Foreign Policy’s New “Food and Water” Issue Explores the Challenges of Feeding the Planet

 

News Story from: 7/7/15

COVER copyJuly 7, 2015 – Washington, D.C. – In the new July/August issue, which hits newsstands today, Foreign Policy explores the troubled realities of food and water, asking the critical question: Who gets to control the resources on which human survival depends? “Climate change demands that humankind be nourished more sustainably,” write the FP editors, “figuring out whose responsibility this is won’t be easy.

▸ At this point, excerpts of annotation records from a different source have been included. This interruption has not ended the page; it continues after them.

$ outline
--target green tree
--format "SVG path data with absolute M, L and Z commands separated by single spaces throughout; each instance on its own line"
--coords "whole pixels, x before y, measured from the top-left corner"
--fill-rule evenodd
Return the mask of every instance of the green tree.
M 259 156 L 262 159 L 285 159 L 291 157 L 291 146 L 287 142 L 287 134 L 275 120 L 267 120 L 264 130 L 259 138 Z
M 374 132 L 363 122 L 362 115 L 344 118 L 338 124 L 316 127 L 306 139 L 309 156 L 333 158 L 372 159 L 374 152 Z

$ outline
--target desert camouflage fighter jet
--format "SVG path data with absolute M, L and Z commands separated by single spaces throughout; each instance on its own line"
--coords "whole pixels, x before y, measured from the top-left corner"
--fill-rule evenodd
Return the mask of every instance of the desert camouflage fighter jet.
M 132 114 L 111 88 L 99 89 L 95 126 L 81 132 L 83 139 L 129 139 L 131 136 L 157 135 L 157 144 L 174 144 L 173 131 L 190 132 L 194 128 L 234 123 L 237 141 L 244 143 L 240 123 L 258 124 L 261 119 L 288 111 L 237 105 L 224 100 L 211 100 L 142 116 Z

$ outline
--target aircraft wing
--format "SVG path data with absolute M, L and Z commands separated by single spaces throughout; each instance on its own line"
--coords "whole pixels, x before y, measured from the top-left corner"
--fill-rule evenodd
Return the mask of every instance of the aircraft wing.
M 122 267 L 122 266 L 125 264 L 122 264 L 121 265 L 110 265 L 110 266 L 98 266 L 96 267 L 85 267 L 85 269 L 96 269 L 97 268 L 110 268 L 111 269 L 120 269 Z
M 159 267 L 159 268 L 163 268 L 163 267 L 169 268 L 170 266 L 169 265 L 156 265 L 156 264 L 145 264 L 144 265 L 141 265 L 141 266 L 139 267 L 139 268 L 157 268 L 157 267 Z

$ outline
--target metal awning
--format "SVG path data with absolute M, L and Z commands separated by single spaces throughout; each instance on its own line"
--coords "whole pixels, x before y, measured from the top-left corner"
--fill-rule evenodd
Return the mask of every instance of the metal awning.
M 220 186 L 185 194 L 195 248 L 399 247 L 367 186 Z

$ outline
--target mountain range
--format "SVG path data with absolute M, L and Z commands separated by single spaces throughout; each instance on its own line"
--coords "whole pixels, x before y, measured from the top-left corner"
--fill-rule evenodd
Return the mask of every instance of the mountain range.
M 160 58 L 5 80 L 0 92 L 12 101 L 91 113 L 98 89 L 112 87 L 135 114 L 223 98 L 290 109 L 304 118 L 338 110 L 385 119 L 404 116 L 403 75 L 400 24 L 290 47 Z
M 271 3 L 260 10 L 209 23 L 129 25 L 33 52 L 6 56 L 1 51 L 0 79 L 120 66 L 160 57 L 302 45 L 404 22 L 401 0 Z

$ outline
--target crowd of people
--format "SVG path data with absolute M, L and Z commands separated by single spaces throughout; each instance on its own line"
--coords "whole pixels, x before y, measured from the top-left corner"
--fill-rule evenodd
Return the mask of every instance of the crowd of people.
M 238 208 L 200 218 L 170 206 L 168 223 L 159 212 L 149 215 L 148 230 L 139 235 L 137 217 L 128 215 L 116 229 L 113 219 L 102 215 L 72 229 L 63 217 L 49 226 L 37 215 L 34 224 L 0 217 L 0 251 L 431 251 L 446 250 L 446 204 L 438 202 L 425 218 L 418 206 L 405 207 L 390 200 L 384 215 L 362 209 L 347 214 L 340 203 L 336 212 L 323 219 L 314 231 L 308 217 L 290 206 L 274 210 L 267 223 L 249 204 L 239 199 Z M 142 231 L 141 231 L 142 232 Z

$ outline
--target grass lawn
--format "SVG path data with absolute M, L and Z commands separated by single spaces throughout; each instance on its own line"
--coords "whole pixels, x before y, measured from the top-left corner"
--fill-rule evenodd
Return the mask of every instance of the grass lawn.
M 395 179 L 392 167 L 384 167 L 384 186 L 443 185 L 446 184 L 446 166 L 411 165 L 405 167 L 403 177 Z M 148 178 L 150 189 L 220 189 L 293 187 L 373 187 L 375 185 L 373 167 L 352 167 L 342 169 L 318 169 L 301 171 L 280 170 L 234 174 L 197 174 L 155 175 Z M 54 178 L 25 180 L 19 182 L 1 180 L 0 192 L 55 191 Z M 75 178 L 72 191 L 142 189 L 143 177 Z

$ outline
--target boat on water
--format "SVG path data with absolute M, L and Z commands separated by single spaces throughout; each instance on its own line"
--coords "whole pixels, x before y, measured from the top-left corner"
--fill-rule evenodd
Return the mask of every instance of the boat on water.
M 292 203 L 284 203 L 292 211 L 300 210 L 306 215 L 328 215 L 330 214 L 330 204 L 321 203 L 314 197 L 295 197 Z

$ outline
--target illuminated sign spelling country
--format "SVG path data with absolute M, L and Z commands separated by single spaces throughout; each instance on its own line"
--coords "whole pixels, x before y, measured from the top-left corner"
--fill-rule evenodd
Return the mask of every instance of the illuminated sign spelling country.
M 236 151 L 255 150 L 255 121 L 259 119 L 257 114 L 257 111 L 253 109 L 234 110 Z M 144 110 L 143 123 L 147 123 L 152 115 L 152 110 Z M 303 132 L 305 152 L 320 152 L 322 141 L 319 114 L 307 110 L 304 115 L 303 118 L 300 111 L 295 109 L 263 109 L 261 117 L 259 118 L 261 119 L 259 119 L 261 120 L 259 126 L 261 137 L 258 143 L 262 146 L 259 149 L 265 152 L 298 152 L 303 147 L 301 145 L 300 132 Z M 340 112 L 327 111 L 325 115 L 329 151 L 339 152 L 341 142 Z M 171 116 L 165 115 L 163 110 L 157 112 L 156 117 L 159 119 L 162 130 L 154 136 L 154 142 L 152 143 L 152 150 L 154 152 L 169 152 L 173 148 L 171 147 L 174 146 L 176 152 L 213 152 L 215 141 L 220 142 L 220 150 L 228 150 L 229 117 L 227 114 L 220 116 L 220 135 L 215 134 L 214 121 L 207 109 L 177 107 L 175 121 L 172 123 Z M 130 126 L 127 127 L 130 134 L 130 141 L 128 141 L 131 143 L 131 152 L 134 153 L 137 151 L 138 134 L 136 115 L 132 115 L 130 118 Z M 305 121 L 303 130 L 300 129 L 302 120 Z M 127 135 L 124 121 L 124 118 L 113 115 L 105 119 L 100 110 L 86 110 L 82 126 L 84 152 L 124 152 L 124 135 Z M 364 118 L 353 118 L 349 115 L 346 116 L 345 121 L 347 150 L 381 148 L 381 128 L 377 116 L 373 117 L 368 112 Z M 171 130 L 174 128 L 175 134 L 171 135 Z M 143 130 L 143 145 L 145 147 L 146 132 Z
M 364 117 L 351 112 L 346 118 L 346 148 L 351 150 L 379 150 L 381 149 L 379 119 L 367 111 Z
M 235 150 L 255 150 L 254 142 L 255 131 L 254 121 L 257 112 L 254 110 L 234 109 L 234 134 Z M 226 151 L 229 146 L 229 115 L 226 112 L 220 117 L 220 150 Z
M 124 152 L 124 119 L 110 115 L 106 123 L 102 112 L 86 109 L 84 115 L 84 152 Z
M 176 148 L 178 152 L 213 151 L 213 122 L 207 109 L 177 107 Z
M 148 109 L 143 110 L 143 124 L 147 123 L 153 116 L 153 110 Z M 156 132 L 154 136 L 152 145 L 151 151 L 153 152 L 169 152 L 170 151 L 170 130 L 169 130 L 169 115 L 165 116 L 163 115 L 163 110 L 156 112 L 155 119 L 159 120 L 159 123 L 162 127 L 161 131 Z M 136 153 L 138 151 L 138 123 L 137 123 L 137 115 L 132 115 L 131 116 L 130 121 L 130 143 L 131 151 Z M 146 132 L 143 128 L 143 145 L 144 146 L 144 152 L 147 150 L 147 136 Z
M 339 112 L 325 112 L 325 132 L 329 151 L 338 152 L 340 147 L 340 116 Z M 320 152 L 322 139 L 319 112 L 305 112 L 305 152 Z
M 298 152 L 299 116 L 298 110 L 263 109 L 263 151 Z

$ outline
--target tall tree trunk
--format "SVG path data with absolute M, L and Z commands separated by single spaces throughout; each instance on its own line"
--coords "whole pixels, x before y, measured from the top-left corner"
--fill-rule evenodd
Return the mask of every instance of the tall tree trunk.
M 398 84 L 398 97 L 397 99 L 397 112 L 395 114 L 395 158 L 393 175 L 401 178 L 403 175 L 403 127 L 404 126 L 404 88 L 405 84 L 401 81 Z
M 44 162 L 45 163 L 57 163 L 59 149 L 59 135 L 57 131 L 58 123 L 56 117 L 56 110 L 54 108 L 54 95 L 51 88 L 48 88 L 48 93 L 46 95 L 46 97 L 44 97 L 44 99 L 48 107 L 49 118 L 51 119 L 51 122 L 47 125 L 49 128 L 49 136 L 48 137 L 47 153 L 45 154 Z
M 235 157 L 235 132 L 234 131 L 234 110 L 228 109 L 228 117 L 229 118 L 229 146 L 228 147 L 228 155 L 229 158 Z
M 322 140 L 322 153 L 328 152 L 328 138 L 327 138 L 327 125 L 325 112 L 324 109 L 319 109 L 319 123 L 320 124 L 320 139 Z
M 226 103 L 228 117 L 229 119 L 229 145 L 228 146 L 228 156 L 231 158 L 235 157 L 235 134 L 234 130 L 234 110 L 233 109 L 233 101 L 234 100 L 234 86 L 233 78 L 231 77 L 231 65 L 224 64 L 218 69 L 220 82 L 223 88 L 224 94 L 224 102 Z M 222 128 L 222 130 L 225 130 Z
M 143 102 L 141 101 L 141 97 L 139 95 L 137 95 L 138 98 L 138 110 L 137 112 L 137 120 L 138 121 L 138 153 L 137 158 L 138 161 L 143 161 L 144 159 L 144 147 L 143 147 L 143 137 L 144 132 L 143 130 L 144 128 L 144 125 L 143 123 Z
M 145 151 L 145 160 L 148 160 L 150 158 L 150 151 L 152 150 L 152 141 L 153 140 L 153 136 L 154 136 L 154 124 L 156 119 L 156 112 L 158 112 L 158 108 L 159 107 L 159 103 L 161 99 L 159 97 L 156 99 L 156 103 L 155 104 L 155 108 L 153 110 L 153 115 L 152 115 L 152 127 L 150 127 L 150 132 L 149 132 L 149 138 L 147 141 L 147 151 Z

But it is crucial.”

 

Highlighting the food and water issue are four pieces addressing the challenges of control and sustainability:

-In the issue’s cover story Aman Sethi, author of A Free Man, investigates Delhi’s “water mafia” and reports that when governments fail as stewards of nature’s bounty, corruption fills the void.

 

-Olivier De Schutter, a former U.N. special rapporteur on the right to food, challenges the agency’s claim that the world has fewer hungry people today than it had 25 years ago, stating that numbers, if anything, have remained steady and explains why local responses, not solely international actions, will defeat hunger.

 

-Charles Fishman, author of The Big Thirst, writes about what “collective pragmatism,” and “even cooperation among adversaries,” means to salvage the resources of a parched planet.

 

-Mark Baker, a travel writer who seeks stories of the offbeat and forgotten, reports on Russia’s grip on the impoverished wine industry of Moldova.

 

Other highlights of the July/August issue include:

 

-FP’s Thomas Stackpole, who embedded with the small Mormon-led group Operation Underground Railroad in Mexico and the Dominican Republic, reports on the group’s undercover attempts to rescue children from sex trafficking.

 

-Photojournalist Toby Binder shows what Bolivia’s streets look like now that the country’s new labor law, which legalized work for children as young as 10, has gone into effect.

 

-Elizabeth Palchik Allen takes readers to the rural district of Masaka, Uganda, and describes what village health worker Desire Njalwe takes with him when he is traveling through the countryside.

 

-The challenges faced by reporters who cover Iran are the focus of a Q&A between MacArthur “genius” grant awardee Lynsey Addario, an American photojournalist, and Iranian lawyer and Nobel Peace Prize laureate Shirin Ebadi.

 

-In the “Decoder,” FP’s Ed Johnson breaks down the global art market.